RSTV: THE BIG PICTURE- RBI’s OPERATION TWIST
The Reserve Bank of India will conduct a simultaneous sale and purchase of bonds, in a move seen by market participants as an attempt to bring longer-term yields lower. It is the first time the RBI has conducted a special open market operation (OMO) of this kind, similar to the ‘Operation Twist’ carried out in the United States near the start of the decade. Bond yields have been rising since the RBI unexpectedly left its key repo rate unchanged, even as it slashed its forecast for economic growth to its lowest in over a decade. The RBI said it will buy 100 billion rupees’ worth of the current benchmark 10-year bond while selling four bonds maturing in 2020 for an equivalent amount. The central bank said it had decided to conduct the special OMO after reviewing the liquidity & market situation and assessing financial conditions.
- It is the new buzz word in the money market ever since the Reserve Bank of India (RBI) made an announcement for the simultaneous purchase and sale of government securities on 19 December of a similar amount of Rs 10,000 crore. The same has been replicated on 26 December and 2 January with the auctions to take place
- This an unusual step by the RBI to flatten the yields curves.
- An open market operation (OMO) is where the RBI buys and sells securities to infuse or absorb liquidity in the system.
- But when the RBI does the same on both sides, it is different when the amounts are the same which means that overall liquidity does not get influenced at all.
- But what is done is that the RBI is buying the benchmark 6.45 percent 2029 paper which is the 10 year one. On the other hand, it sells various papers in the 2020 bracket which is less than one year.
- Now what happens is that when the RBI buys 10 years paper, the demand for the same goes up leading to an increase in price or decline in yields. The same happens when it sells short-term paper which banks buy that, in turn, increases the yield as supply increases reducing thus the prices.

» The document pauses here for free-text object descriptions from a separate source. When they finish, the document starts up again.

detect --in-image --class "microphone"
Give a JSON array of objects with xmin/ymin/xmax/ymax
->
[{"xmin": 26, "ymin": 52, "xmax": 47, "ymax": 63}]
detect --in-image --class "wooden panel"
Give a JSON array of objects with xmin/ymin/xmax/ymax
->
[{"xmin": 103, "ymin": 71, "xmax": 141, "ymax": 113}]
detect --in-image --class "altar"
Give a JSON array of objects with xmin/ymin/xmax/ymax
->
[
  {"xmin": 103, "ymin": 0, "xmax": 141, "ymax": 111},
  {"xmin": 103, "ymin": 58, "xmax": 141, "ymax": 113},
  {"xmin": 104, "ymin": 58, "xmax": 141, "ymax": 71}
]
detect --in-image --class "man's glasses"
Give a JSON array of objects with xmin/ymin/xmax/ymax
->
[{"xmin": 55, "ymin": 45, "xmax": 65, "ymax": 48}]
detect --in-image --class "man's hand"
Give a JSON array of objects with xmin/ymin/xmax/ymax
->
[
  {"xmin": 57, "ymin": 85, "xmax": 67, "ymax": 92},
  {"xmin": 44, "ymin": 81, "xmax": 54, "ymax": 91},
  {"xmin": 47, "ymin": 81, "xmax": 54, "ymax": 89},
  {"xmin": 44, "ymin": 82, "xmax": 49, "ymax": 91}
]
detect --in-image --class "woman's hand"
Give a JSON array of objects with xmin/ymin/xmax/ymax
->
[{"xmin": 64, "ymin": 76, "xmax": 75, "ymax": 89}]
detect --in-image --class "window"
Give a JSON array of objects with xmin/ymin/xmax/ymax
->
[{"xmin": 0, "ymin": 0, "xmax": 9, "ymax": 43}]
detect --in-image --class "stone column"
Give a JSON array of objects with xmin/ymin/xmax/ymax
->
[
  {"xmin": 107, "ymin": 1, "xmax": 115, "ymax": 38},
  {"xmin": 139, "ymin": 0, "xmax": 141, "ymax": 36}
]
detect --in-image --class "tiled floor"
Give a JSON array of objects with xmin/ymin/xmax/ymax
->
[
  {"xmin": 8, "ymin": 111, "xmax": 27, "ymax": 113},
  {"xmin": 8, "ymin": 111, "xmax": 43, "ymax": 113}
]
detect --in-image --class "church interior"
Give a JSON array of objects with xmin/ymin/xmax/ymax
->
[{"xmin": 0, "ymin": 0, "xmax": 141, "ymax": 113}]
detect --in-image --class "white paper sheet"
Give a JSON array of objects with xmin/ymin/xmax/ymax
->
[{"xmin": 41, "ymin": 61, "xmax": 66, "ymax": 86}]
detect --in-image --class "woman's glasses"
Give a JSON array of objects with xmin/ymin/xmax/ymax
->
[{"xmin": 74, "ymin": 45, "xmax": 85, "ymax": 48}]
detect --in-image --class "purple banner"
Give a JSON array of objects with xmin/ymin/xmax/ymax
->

- This attempt to sell short term and buy long term is essentially aimed at helping out the government to meet its borrowing requirement at a slight lower cost.
- Operation Twist normally leads to lower longer-term yields, which will help boost the economy by making loans less expensive for those looking to buy homes, cars and finance projects, while saving becomes less desirable because it doesn’t pay as much interest
Why Operation Twist is conducted?
- If there is a shortfall in long term investment in the country and the investors are reluctant to do long term investment in the economy, then the government tries to reduce the interest rate for the long term investment ventures.
- These long term investment venture includes; purchase of land/house, investment in infrastructure and securities, etc.
- The long-term investment will create jobs in the country which would lead to an increase in the demand for other products. So due to a positive atmosphere in the country, the holistic development of the entire country would take place
Why is this being done now?
- The idea is to lower the long-term yields to something more tuned to the RBI.
- At the time of the first simultaneous OMO announced, the 10-year yield was 6.75 percent and after the two rounds of Operation Twist has come down to 6.51 percent.
- Clearly the RBI is not satisfied and is going in for the third round too. It is also possible that this operation can continue until such time the yields come down to the level with which the RBI is satisfied. While the 2020 paper yields have not quite increased to the same extent, the overall differential has come down. The latest auction announced also involves 4 and 6 years paper purchase along with the 10 years paper.
- At the theoretical level, such operations are influencing the yield curve which should reflect the differential in the tenures as well as move all rates down as the repo rate has been reduced by the RBI by 135 bps last year.
- As the transmission to the market did not take place in the last policy when the repo rate was reduced in October, Operation Twist has been used to guide rates.
Benefits of Operation Twist
- The interest rate for the long term investment will come down so the investor will take more loans for long term investments.
- Address the worries of lack of transmission of repo rate cuts.
- The flow of money will increase in the country, and aggregate demand in all sectors of the economy will boost.
- The overall increase in productive activities will further create jobs in the economy.
How does it affect investors?
- Fixed income investors with higher exposure to long term debt will benefit from easing yield of long-term bonds.
- Consumers/borrowers will also profit from ‘Operation Twist’ as the retail loans will now get cheaper.
- Previously banks were forced to price their retail loans at higher rates owing to high yields on long-term government borrowings.
- Cheaper retail loans mean a boost in consumption and spending in the economy which in turn will revive growth.